僕はジャズはまったくの門外漢であり、全然知らないし、定番どころすらあまり知らないし、ましてやそれについて語る知識もなければ資格もない。

だが、いわゆる「ジャズ」のカテゴリに分類されると思われる音楽を、時折、純粋な好奇心で聴くことがある。
そして、そのようないわゆる「ジャズ」のカテゴリの音楽を聞く際に、「果たしてこれは面白いのか、それともつまらないのか」と考えていたのだが、
(考えている時点で、たぶんわかってない、笑)
今のところ、ほとんど例外なしに、「これはつまらないものだ」という結論に達してしまい、それ以外のところにたどり着けない。

なのでおそらく自分はジャズに向いていないのだろう。
人には好みというものがあり、寿司が好きな人もいれば、カレーが好きな人もいる。
たとえばこれは僕の持論であるが、ギタープレイヤーには、歳を取ってブルース(シンプルな方)に行く人と、ジャズ(複雑な方)に行く人に別れると思う。で、僕はたぶんシンプルな方に行きたい人間なのだろう。

もちろん、ジャズは偉大な音楽のひとつであり、
なんというか、20世紀になってから始まってきた比較的に新しい音楽であり、その歴史的な意義は、一応はわかっているつもりだ。
たとえその「ジャズ」という概念(それが「意識」であれ「無意識」であれ)が、それ以前のはるか昔から存在していたとしても、人間の演奏家がそれを「ジャズ」として演奏できるようになったのは、20世紀になってから、ここ100年くらいだ、ということで、それは美術史であるとか、近代史であるとか、文化史であるとかそういったものの一環として認識はしているつもりである。

 

ジャンルってことで言えば、たとえば僕はパンクは決して嫌いではないが、かといって詳しくもないのだが、パンクという音楽をいくつか聴いてみて、またパンクというものに真剣に向き合って考えれば考えるほど、「パンクというものは存在しない」という結論にたどり着いてしまう。それはそれで非常にパンクな結論だと呼べるかもしれない。不思議なことにそれは「存在しない」と言った瞬間に存在することになる。ちょっと神という概念に似ているところがある。

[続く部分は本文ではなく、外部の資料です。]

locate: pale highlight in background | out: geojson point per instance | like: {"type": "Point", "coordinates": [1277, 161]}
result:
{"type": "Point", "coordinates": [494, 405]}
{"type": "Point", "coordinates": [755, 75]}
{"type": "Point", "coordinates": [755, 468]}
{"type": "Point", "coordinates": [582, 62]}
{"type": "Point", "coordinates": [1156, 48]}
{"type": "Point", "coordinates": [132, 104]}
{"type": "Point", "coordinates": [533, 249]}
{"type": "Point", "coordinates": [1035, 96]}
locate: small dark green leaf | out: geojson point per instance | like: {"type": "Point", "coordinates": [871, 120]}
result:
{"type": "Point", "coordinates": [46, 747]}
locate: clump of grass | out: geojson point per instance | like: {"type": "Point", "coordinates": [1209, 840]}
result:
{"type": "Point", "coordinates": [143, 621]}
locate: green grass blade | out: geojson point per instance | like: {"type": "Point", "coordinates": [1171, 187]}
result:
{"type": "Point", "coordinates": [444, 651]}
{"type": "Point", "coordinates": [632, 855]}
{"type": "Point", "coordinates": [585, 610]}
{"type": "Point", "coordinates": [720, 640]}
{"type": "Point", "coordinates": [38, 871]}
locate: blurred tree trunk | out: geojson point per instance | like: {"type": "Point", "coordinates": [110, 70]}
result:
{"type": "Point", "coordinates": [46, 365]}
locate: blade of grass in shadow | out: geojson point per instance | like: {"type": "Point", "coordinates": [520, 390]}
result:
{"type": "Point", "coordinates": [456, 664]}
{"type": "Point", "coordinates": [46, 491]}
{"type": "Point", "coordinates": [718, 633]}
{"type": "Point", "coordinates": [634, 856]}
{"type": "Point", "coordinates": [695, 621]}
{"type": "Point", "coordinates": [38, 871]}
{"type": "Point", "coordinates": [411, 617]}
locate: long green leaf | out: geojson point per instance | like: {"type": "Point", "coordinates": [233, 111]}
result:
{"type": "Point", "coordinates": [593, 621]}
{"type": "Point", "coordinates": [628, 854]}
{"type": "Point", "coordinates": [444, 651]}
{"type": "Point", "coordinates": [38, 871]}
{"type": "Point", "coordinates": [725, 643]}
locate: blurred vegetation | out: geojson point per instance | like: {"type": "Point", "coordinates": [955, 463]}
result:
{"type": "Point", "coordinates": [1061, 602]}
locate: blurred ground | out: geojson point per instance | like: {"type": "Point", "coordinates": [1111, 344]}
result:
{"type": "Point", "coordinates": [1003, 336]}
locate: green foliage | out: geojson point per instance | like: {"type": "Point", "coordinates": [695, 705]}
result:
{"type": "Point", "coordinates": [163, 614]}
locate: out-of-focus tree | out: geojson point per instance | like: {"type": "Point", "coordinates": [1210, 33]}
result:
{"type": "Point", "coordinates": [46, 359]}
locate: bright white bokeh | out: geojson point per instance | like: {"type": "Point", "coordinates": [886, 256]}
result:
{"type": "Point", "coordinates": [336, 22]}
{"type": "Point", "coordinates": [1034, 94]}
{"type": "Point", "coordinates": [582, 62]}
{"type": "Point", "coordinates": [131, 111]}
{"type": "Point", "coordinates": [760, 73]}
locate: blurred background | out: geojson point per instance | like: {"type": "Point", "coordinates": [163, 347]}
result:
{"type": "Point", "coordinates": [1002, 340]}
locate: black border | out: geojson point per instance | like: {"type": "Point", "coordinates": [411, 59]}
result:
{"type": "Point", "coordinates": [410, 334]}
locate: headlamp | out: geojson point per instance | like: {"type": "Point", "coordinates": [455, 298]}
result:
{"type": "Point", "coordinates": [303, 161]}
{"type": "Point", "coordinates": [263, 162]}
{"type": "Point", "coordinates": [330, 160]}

同様のことで言えば、僕はスラッシュメタルはかなり好きであるが、このスラッシュメタルについても、考えれば考えるほど、「実は存在していない」という答えに近づいてしまう。ゆえに僕は本当の意味でのスラッシュメタルを鳴らすバンドを、いまだに見つけられていないのかもしれない。もし、「これこそが本物のスラッシュメタルだ」と呼べるバンドがあったら、もし親切な方がおられたらぜひ教えてほしい。ちなみに僕はいわゆる「ベイエリアクランチ」に分類されるバンドは結構好きである。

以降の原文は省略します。